Chair Grijalva Requests Body-Worn Camera Footage of National Park Service Agent Tasering U.S. Marine Veteran at Petroglyph National Monument
Washington, D.C. – In a new letter to Interior Secretary David Bernhardt, available at http://bit.ly/2WTA50Q, Chair Raúl M. Grijalva (D-Ariz.) requests footage from body-worn cameras used by National Park Service (NPS) officers involved in the Dec. 27 Tasering of Darrell House, a Marine Corps veteran and enrolled member of the Navajo Nation and Oneida Nation, at Petroglyph National Monument.
Grijalva requests four pieces of information on the recent incident:
- All footage recorded by any NPS officer’s body worn camera on Dec. 27 at Petroglyph National Monument;
- A full explanation for any lack of footage and any gaps in footage recorded by NPS officers’ body worn camera on that date;
- A fully unredacted version of NPS Reference Manual 9; and
- Any reports related to the December 27, 2020 incident.
Grijalva also requests up-to-date information on the employment and duty station statuses of the officers involved in the incidents involving Darrell House, Charles “Gage” Lorentz, and Bijan Ghaisar. An NPS officer pulled Lorentz over near Carlsbad Caverns National Park in March and fatally shot him after a mysterious 26-second gap in his body-worn camera footage, and U.S. Park Police fatally shot Ghaisar – an unarmed 25-year-old – on the George Washington Parkway outside Washington, D.C., in an incident the FBI is now investigating.

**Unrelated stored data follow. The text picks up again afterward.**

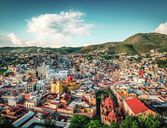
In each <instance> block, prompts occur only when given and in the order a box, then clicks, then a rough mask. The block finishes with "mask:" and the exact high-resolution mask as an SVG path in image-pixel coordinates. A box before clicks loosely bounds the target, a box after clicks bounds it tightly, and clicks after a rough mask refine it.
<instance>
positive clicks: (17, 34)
mask: <svg viewBox="0 0 167 128" xmlns="http://www.w3.org/2000/svg"><path fill="white" fill-rule="evenodd" d="M148 32H158V33H162V34H167V0H0V47H5V46H10V47H13V46H15V47H17V46H21V47H22V46H40V47H62V46H67V47H69V46H70V47H71V46H72V47H78V46H87V45H92V44H98V43H105V42H112V41H113V42H114V41H123V40H125V39H126V38H128V37H129V36H131V35H133V34H136V33H148Z"/></svg>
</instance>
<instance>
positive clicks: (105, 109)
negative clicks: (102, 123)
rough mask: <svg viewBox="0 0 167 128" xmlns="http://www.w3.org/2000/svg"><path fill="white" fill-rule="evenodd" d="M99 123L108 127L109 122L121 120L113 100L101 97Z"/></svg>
mask: <svg viewBox="0 0 167 128" xmlns="http://www.w3.org/2000/svg"><path fill="white" fill-rule="evenodd" d="M100 113H101V121H102V122H103V123H104V124H107V125H110V123H111V122H117V121H119V120H120V119H121V116H120V111H119V108H118V107H117V106H116V104H115V102H114V100H113V99H112V98H111V97H110V96H108V97H106V98H104V96H103V95H102V97H101V105H100Z"/></svg>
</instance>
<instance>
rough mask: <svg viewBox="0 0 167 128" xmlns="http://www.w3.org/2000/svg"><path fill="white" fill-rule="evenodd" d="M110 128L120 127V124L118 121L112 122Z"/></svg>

Grijalva notes in the letter that the U.S. Park Police also played a key role in the unprovoked June 1 attack on unarmed civil rights protesters in Lafayette Square, directly before President Trump’s now infamous photo op with a bible in front of St. John’s Episcopal Church near the White House. The Natural Resources Committee investigation of the circumstances surrounding that incident, and the responsible parties involved, is ongoing.
Grijalva writes that the Petroglyph National Monument use of force is disturbing” and “not an isolated incident.” The Committee will continue its oversight of Interior Department agency use-of-force policies in the coming Congress.